In termini di fondamentali economici, la situazione è più dura di quanto non sia mai stata negli ultimi 15 anni. L’inflazione ha raggiunto il 15,4% in giugno, la più alta negli ultimi 15 anni, e prevediamo un continuo aumento per i prossimi mesi. Il disavanzo delle partite correnti, storicamente il punto più debole dell’economia, finanziato anche quando era a livelli più alti, è ora vicino al 6% del Pil. Il debito estero si è accumulato, in quanto gran parte del disavanzo è stato storicamente finanziato dai prestiti in valuta estera, rendendo la Turchia ad essere molto dipendente dai finanziamenti esteri. I prestiti non performanti (NPL) sono bassi, solo al 2,9%, ma aumenteranno con la crescita dei debiti ristrutturati, specialmente nel settore energetico. La cosa peggiore è che è una dinamica che si auto alimenta: i fondamentali portano al deprezzamento della lira, che a sua volta alimenta l’inflazione a causa dei crescenti prezzi delle importazioni, richiamando la necessità di una maggiore azione di politica monetaria e danneggia la fiducia dei consumatori fino a ridurre l’attività economica da livelli molto elevati del 7,4% sia nel 2017 che nel primo trimestre del 2018.

Andando avanti, non pensiamo che si tratti di una strada a senso unico, soprattutto dati i tassi di interesse locali storicamente alti, che potrebbero alla fine attirare gli investitori, se e quando le cose si calmeranno. La Banca centrale deve mantenere tesa la propria politica monetaria e forse stringere ancora di più fino a quando l’inflazione non inizierà a rallentare.
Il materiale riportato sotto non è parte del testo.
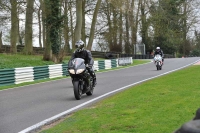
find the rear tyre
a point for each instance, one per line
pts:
(77, 90)
(89, 93)
(157, 67)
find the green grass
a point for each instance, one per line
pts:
(18, 60)
(160, 105)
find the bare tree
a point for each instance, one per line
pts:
(92, 30)
(28, 49)
(14, 26)
(78, 27)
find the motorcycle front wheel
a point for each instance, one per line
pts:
(77, 90)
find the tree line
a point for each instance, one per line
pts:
(104, 25)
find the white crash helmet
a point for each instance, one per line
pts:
(79, 45)
(157, 48)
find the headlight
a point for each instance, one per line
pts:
(79, 71)
(71, 71)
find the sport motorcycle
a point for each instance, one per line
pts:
(158, 62)
(81, 79)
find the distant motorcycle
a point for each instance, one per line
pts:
(81, 79)
(158, 61)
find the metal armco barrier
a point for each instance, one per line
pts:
(30, 74)
(125, 61)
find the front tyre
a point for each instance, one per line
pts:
(77, 90)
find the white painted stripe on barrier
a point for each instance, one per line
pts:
(96, 66)
(108, 64)
(47, 121)
(55, 71)
(125, 60)
(24, 74)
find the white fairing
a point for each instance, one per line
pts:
(158, 58)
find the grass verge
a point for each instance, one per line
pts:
(136, 62)
(160, 105)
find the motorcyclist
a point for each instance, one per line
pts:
(160, 52)
(80, 52)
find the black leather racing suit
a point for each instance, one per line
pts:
(87, 56)
(160, 52)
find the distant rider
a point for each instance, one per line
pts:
(80, 52)
(160, 52)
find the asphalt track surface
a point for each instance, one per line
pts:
(24, 107)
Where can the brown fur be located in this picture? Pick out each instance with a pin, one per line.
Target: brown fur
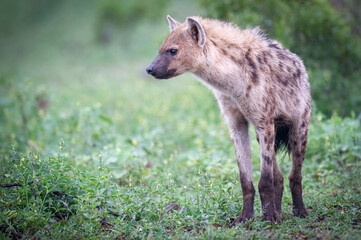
(255, 80)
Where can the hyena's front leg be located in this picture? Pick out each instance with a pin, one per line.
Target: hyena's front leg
(239, 133)
(298, 139)
(266, 184)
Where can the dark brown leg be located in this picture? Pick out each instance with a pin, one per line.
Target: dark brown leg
(267, 182)
(278, 184)
(298, 140)
(238, 127)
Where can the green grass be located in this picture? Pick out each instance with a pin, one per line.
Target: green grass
(102, 151)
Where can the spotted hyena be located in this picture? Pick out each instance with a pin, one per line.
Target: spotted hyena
(255, 81)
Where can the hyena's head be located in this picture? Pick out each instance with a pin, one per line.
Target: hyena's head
(181, 50)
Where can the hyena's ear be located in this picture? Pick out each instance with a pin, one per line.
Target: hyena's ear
(196, 30)
(173, 24)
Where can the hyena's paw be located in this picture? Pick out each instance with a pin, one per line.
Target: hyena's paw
(271, 217)
(300, 212)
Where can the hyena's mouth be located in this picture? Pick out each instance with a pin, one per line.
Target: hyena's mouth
(164, 74)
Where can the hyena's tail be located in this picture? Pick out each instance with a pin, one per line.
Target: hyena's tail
(282, 138)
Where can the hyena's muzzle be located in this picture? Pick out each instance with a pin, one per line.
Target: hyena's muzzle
(159, 68)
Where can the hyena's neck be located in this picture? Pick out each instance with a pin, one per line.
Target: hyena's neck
(229, 64)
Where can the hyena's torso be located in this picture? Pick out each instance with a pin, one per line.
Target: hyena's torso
(255, 80)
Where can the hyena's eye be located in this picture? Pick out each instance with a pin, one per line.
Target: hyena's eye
(173, 52)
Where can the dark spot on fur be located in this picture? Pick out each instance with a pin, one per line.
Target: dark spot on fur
(254, 77)
(273, 45)
(224, 52)
(248, 90)
(259, 60)
(267, 159)
(214, 43)
(281, 56)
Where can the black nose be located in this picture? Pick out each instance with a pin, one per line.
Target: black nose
(150, 70)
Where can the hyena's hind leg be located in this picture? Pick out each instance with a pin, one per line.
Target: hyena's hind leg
(277, 182)
(298, 142)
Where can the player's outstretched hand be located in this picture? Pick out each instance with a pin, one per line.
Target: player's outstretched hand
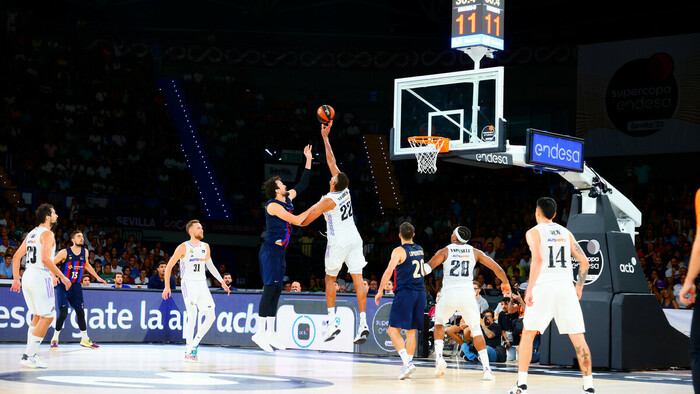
(66, 282)
(687, 289)
(326, 129)
(16, 285)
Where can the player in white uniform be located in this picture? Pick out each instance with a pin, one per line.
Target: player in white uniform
(551, 294)
(37, 285)
(457, 294)
(193, 256)
(344, 242)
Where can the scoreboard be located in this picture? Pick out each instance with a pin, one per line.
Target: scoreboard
(477, 23)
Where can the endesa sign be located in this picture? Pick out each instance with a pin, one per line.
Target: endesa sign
(554, 151)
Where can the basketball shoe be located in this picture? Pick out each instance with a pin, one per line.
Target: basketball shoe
(407, 371)
(440, 366)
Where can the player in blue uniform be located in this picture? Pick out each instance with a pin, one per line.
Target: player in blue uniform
(278, 230)
(72, 262)
(407, 265)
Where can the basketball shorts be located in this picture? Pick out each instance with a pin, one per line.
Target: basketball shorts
(72, 296)
(462, 299)
(350, 254)
(38, 292)
(196, 292)
(558, 301)
(408, 309)
(272, 264)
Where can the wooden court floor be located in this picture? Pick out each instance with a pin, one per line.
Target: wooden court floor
(153, 368)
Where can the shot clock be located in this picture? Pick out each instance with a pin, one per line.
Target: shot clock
(477, 23)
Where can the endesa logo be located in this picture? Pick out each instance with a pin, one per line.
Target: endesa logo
(594, 253)
(629, 267)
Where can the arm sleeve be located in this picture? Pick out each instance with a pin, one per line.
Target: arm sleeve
(303, 182)
(214, 272)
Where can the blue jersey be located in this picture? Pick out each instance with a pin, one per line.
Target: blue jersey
(278, 230)
(74, 265)
(409, 274)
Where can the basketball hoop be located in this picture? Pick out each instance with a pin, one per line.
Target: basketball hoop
(426, 149)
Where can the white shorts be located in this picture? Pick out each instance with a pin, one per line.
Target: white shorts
(196, 292)
(350, 254)
(38, 292)
(558, 301)
(462, 299)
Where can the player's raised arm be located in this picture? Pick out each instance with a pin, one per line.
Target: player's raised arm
(324, 205)
(214, 272)
(330, 157)
(533, 241)
(582, 259)
(438, 259)
(398, 256)
(482, 258)
(178, 254)
(47, 242)
(16, 259)
(305, 175)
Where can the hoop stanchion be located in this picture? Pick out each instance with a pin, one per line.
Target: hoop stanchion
(426, 149)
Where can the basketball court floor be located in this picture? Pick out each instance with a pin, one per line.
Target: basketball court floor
(153, 368)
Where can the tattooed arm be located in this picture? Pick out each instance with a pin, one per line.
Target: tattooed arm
(582, 259)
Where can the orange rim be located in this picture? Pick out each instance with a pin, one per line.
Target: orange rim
(432, 140)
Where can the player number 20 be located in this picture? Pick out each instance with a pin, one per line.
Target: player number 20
(459, 268)
(420, 270)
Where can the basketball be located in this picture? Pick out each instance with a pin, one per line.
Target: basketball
(325, 114)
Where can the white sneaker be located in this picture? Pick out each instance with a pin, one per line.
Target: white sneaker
(275, 341)
(407, 371)
(260, 339)
(32, 362)
(440, 366)
(518, 389)
(332, 331)
(362, 333)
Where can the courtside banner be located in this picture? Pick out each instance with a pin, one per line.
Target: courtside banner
(143, 316)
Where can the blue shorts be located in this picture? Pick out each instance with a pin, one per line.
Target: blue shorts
(72, 296)
(272, 264)
(408, 309)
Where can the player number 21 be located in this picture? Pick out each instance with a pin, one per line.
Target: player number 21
(420, 270)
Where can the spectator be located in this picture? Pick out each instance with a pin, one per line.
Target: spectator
(157, 281)
(107, 274)
(6, 267)
(119, 281)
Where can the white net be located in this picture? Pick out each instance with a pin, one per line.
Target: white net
(426, 150)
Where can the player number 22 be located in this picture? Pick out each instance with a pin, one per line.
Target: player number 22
(420, 270)
(345, 211)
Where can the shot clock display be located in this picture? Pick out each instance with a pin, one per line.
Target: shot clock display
(477, 22)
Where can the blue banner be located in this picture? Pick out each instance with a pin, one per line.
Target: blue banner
(143, 316)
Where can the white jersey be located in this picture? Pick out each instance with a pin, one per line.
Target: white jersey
(340, 225)
(555, 247)
(192, 265)
(34, 247)
(458, 268)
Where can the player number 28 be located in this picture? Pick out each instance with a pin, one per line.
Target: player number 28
(420, 270)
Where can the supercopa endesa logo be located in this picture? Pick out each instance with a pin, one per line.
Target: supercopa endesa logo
(595, 260)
L’economia probabilmente si attenuerà come una risposta a tassi più alti, vale a dire meno domanda di credito e perdita di fiducia dei consumatori. Un deficit delle partite correnti elevato non è sostenibile a tassi ufficiali di 4-5 punti base al mese, quindi dovrebbe anche scendere – implicando un’attività economica ancora più lenta. Un coniglio fuori dal cappello avrebbe potuto essere un’espansione fiscale, ma non farebbe altro che peggiorare il sentimento dato che è già successo nel 2017 (ad esempio, il Fondo di garanzia del credito) e finora nel 2018, in parte a causa del periodo elettorale. Tutto sommato, il mercato sembra essere in procinto di aver prezzato queste mutate condizioni, con la recente volatilità che riflette alcuni degli scenari peggiori. Ma riteniamo che la verità possa essere in qualche modo nel mezzo se la situazione viene sapientemente gestita andando avanti.
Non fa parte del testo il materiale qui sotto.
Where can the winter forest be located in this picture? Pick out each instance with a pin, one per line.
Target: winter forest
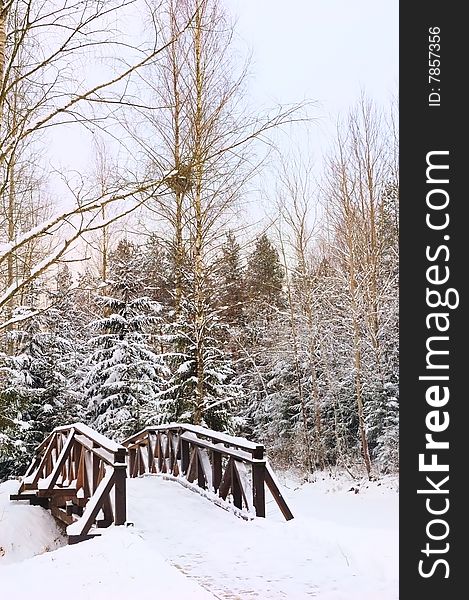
(153, 286)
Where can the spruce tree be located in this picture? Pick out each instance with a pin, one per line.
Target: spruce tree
(264, 276)
(126, 376)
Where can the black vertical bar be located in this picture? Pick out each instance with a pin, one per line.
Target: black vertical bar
(433, 231)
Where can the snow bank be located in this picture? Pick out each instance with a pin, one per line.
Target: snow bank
(341, 545)
(25, 531)
(118, 566)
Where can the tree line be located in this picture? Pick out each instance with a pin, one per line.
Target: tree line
(289, 336)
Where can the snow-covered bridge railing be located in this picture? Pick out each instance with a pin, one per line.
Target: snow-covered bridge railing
(73, 474)
(231, 468)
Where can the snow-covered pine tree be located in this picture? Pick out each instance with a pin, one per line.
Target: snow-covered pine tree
(264, 277)
(126, 376)
(220, 391)
(36, 383)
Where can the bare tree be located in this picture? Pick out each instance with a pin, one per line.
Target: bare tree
(360, 173)
(42, 50)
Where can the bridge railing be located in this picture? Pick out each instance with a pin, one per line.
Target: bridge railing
(80, 476)
(232, 468)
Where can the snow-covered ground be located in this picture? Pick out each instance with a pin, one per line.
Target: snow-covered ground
(340, 546)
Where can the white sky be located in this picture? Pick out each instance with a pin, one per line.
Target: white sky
(323, 50)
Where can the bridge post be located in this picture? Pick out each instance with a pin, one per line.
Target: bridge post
(258, 481)
(120, 475)
(185, 457)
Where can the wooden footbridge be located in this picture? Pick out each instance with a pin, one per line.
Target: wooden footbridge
(80, 475)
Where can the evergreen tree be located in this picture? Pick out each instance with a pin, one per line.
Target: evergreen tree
(126, 376)
(36, 387)
(264, 276)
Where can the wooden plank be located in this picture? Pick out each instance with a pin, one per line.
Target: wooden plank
(62, 515)
(120, 504)
(216, 469)
(225, 483)
(185, 456)
(205, 467)
(276, 493)
(45, 457)
(235, 453)
(107, 457)
(236, 486)
(83, 525)
(54, 492)
(244, 483)
(192, 469)
(258, 488)
(52, 478)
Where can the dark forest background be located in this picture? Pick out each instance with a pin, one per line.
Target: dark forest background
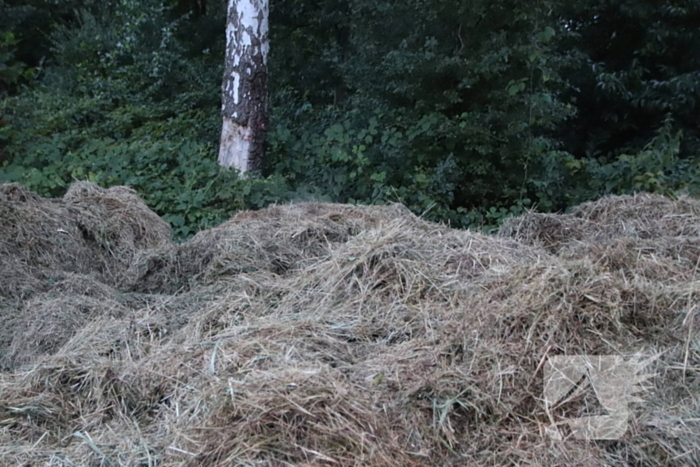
(467, 112)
Nel complesso, il mercato ora negozia uno sconto del 47% rispetto ai peers emergenti – il livello più alto in un decennio. Abbiamo ridotto gli investimenti in società che hanno un elevato debito in valuta estera senza i corrispondenti ricavi e in società che hanno tendenze in inversione. Date le sfide anticipate, ci stiamo dirigendo verso un assetto più sicuro e di qualità, soprattutto in momenti in cui il mercato offre livelli di prezzo molto interessanti. Siamo consapevoli che alcuni titoli potrebbero effettivamente essere “coltelli che cadono” in momenti di estrema volatilità, ma crediamo che alcuni dei migliori investimenti possano essere fatti anche in momenti come questi.